Zu Brahms’ Deutschem Requiem bauten sich gut 50 Choristen des Utopia Choir (Choreinstudierung Vitaly Polonsky) hinter dem Orchester auf. Fantastisch, wie ihre Blicke – trotz Notenmaterial – am Dirigenten hingen, langbögig musiziert wurde, die Textaussprache vorbildlich gelang. Ebenso leidenschaftlich, geradezu historisch informiert und vibratoarm das Utopia Orchestra; sie spannten in jedem Satz den Bogen vom Leid zur Freude, markierten Erschütterung, trösteten in verinnerlicht-meditativem Ton. Bewundernswert, wie in all den Getümmelpassagen zwischen überwundenem Todesstachel und Höllensieg die Kräfte noch bis zum finalen „Selig“ reichten.

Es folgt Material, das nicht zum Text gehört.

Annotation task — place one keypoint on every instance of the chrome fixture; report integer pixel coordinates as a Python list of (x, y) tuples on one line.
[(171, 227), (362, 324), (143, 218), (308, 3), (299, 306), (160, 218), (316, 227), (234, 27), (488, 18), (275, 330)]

Mit Matthias Winckhler konnte man einen wissend reifen, ausgefeilt interpretierenden Baritonsolisten mit makelloser Diktion bewundern. Weit unter diesem Niveau blieb leider die Sopranistin Iveta Simonyan, die in der Höhe keine Leichtigkeit fand und bei konsonantenarmer Aussprache Jesajas Trost, wie von einer Mutter kommend, nur bedingt erfahrbar machen konnte. Dennoch ein zutiefst ergreifender Abend!